İşte hayal anı! Efsane dakikalar... |
Boş cafede sıra bekletme ritüeli |
İçerinin ortamı güzel ancak bir Budapeştedeki NewYork Cafe değil. Biz Cafe Central Schnitte ile Cafe Cental Torte söylüyoruz. İsminde kafenin adını taşıdığına göre klasiktir diye düşünerek. Güzel ancak yine New York Cafe'dekiler gibi değil. İki tatlı da 4,5 Euro civarında.
Sarayın girişi |
Ceyiz müzesi |
Müze bana pek tat vermiyor. Hem müze gezmeyi sevmiyorum hem de bunu kucaktaki çocukla yapmak zor oluyor. Sisi müzesine ilişkin hiç bir şey kalmamış mesela aklımda, acaba gezmedik mi?
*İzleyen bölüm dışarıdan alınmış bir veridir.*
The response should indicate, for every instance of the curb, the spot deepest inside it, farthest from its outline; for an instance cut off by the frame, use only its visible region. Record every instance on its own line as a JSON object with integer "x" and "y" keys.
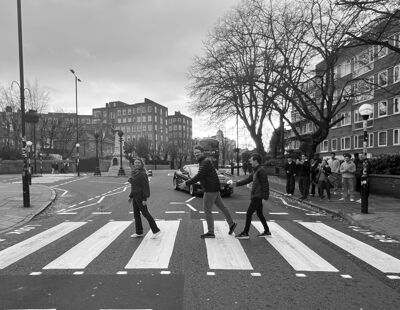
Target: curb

Bu arada saray genel olarak bebek arabasına uygun değil, ancak görevliler yardımcı oluyor, merdiven gereken yerlerde bir görevli size eşlik edip asansöre götürüyor.
Buradan çıkınca oldukça yorgun olduğumuzu fark ediyoruz. Metroya binip otele dönüyoruz. Dediğim gibi akşam Serkan'ın arkadaşları ile buluşacağız, biraz dinlenip kızları yıkıyoruz.
Çıkınca hedefimiz şehir parkı. Şehir parkına U4 ya da U3 ile gidilebilir. Biz otelin önünden geçen U3'e biniyoruz ama Stephanplatz'da inip parka yürüyoruz, biraz hediyelik alışverişi yapmamız gerekecek çünkü.
Zaten park (Stadtpark) da çok uzak değil. Şehir merkezindeki parklar bir Ankara'lı olarak beni hep heyecanlandırıyor. Parkta çimlere yayılıp epey bir vakit geçiriyoruz, altın Johann Strauss heykelini görüyoruz.